Avanti Popolo é um filme difícil. Um dos mais difíceis da minha vida. É a prova definitiva de que uma duração curta não é sinônimo de um filme rápido. Planos exaustivamente longos, narrativa sugerida através de cortes sutis e diálogos que refletem a dificuldade da comunicação dos personagens. Se em termos de linguagem é eficiente, em termos de ritmo é extremamente complicado.
Homem volta para visitar o pai para garimpar informações e documentos do passado da família. A sinopse é simples, assim como, em grande parte, sua representação. Os dois personagens são chamados de Pai e Filho, outro é Taxista e por aí vai. A grande representação vem por trás do que é buscado por baixo da montanha de antiguidades da casa.
O filme abre com um carro passeando por uma cidade. São minutos disso, de onde se tiram algumas coisas. Um, pelas placas e pelos carros, sabe-se que o período da trama é atual. Pela transição do céu, que está anoitecendo. Ao final, o carro é obrigado a diminuir a velocidade por conta de um homem distraído. Simples e lentamente, o personagem do Filho é apresentado. Ele está divagando sem rumo na vida, alheio ao que acontece no mundo ao seu redor, mesmo que essa presença do mundo seja um carro que pode lhe atropelar.
Quando ele encontra o pai ao chegar em casa, o diálogo dos dois é complexo. O pai só fala que não tem lugar nos quartos e que o filho vai ter que dormir na sala. Daí em diante, tudo sobre o que ele fala é a sua cachorrinha. Enquanto isso, o Filho fica falando sobre a casa e o passado da família. Os diálogos seguem caminhos opostos para cada personagem. Os dois estão juntos em cena, conversando ao mesmo tempo sobre assuntos diferentes. O pai, preso a um elemento micro de seu presente, o filho do passado. Os dois estão próximos, mas são afastados.
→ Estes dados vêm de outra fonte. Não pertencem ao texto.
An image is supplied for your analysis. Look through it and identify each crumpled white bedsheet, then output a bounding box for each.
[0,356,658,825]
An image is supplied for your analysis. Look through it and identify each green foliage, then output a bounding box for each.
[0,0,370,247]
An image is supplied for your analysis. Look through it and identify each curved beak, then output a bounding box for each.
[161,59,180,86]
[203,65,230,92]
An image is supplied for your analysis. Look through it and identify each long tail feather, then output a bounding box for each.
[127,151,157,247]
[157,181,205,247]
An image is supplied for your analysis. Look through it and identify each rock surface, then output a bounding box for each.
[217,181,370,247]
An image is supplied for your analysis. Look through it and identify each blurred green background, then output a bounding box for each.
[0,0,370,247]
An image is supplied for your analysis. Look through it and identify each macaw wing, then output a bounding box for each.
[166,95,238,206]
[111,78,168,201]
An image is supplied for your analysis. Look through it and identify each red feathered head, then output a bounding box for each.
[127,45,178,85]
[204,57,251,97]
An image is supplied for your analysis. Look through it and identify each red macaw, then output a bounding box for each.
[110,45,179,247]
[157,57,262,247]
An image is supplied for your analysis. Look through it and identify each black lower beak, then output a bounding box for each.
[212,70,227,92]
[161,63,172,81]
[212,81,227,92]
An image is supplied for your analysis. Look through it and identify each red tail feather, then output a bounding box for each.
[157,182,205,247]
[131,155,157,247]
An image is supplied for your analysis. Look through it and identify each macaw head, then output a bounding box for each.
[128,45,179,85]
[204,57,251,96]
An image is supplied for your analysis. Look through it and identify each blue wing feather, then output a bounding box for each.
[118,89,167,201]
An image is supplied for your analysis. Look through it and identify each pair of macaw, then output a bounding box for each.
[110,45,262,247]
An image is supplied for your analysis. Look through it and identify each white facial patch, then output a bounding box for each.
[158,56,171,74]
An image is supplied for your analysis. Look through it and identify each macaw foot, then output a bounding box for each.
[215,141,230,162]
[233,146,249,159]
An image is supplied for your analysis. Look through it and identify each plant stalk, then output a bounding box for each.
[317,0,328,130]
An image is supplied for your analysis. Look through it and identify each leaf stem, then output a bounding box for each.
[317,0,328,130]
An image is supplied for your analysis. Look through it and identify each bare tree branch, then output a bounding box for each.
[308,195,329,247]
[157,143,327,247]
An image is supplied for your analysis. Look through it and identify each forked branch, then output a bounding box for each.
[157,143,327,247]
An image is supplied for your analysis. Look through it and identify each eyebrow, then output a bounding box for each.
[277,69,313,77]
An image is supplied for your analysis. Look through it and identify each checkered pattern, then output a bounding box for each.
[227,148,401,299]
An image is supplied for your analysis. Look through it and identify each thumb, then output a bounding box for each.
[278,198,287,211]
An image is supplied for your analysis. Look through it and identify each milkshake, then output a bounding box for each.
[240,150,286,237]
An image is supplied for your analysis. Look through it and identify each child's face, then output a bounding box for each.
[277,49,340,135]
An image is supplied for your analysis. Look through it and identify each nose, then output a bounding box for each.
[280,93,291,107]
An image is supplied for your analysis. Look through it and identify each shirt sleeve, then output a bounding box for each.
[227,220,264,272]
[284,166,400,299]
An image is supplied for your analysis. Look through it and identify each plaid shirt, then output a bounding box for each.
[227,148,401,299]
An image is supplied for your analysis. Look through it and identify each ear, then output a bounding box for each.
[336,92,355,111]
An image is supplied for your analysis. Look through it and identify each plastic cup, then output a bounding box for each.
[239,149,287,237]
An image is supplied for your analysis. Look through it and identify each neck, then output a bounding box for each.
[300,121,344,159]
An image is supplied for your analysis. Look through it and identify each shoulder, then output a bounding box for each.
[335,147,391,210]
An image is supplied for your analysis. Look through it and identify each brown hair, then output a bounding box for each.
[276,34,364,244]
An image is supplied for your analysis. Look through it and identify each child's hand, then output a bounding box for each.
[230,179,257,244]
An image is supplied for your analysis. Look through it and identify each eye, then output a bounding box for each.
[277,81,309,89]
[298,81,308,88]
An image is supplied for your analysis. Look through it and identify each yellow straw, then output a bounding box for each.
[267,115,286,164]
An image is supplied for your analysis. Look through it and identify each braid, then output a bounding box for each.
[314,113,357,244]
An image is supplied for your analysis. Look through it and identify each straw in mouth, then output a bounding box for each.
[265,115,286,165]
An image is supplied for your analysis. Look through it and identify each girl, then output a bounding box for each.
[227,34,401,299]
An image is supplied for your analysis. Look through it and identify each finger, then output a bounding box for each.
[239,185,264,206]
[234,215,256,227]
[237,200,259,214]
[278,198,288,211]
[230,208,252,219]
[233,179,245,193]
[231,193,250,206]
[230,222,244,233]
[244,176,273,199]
À medida em que o filho desvenda os arquivos do passado, vai-se compreendendo que se trata da vida de um dos membros da família em específico. Em plena ditadura, a pessoa foi para a Rússia para seguir carreira acadêmica. As imagens que revelam isso surgem na forma de arquivos de Super 8. A película foi convertida para o digital e ampliada para a resolução da câmera digital com a qual o filme foi filmado. O contraste só é sentido na definição, mas a fotografia dura e a direção de arte que enche os cenários da casa com defeitos faz com que as imagens pareçam entre o limite das câmeras amadoras e a iluminação profissional. Esse recurso é utilizado porque as filmagens em Super 8 são reais. De uma família real. Ou seja, o filme existe no limiar entre a ficção e o documentário, uma vez que os personagens estão descobrindo uma história real.
O que mais chamou a atenção é a forma com a qual a casa é filmada. Não importa o cômodo ou a abertura da lente, o imóvel é filmado sempre de um ângulo específico. Do portão para dentro. Os quadros podem ser mais abertos ou mais fechados, mas sempre serão com a frente da câmera voltada para o sentido contrário ao da entrada. O efeito parece tolo, mas no final existe uma inversão, quando se revela uma imagem que poderia, até certo nível, refletir a visão do que a câmera estava representando desde o começo, indicando qual o papel do espectador na história.
Casa representada sempre pelos mesmos ângulos, mesmo que em locais diferentes.
Os problemas do filme existem em dois níveis. Primeiro por conta dos planos longos. Depois de cenas extremamente compridas com aquelas duas pessoas que mal se comunicam interagindo pouco, o filme fica muito cansativo. O segundo por conta da proposta do filme. O que o Filho está realmente pesquisando entre as quinquilharias do Pai não é completamente compreensível apenas assistindo ao filme. É preciso haver uma pesquisa após a sessão para entender a produção em sua totalidade. E como o ritmo é tão lento, é difícil despertar o interesse do espectador para buscar essas informações. Ainda assim, mesmo que despertasse, não é apropriado para um filme não revelar a totalidade de sua história apenas em sua extensão.
Vale a pena ressaltar a presença da cadela Baleia, cuidada pelo personagem do Pai. O nome é uma referência à cachorra icônica de Vidas Secas. Se lá o animal era uma representação quase humana das consequências da miséria extrema, aqui ela representa a perda daquelas pessoas para um mundo que as deixou à deriva. Tanto o é que ela se perde. Sem motivo, apenas porque é o que acontece normalmente na vida. E assim, como a vida, Avanti Popolo passa lentamente e não atrai o espectador não atento aos seus pequenos momentos que o enriquecem.